Document extraction
Extract key values from the given document and predicts the type of the field. For example, if in a given document "Invoice: 101" keyValue is found, it will predict its type as "INVOICE NUMBER" for now the type prediction is limited to the type identified by AWS Textract OCR Provider.
Sync Extraction
/ocrsvc/v{ver}/DocumentExtraction is called when user want to extract all key pair values.
The table shows the required values:
Component | Description |
---|---|
API Method | /ocrsvc/v{ver}/DocumentExtraction |
Input |
|
Output | The response is of JSON type |
Async Extraction
ocrsvc/v{ver}/AsyncDocumentExtraction are called when user wants to extract all key pair values. Called when OCR Document is a PDF File.
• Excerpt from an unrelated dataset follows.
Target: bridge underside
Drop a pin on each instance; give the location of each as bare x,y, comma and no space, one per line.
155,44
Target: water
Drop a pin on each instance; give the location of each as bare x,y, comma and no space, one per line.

The table shows the required values:
Component | Description |
---|---|
API Method | ocrsvc/v{ver}/AsyncDocumentExtraction |
Input |
|
Output generated | Task ID is generated. |
Response output
{
"ExtractionData": [
{
"FieldName": "Name of the extracted entity",
"FieldValue": "Extracted text value, possibly multi-line",
"FieldGeometry": [
[Left, Top, Width, Height] (Field Name geometry),
[Left, Top, Width, Height] (Field Value geometry)
],
"Confidence": ["Confidence score for each extracted value"],
"PageNo": "Page number where the field was found",
"Type": {
"Value": "Category of the extracted field (e.g., ADDRESS, DATE, etc.)",
"Confidence": "Confidence score for field classification"
}
}
],
"_metadata": {
"TotalFields": "Total number of extracted fields",
"Confidence": "Overall confidence score of the extraction",
"TaskID": "Unique identifier for the OCR processing job",
"OcrProvider": "Name of the OCR service provider used",
"TenantID": "Identifier for the tenant or client using the service",
"NumberOfPages": "Total number of pages in the document"
}
}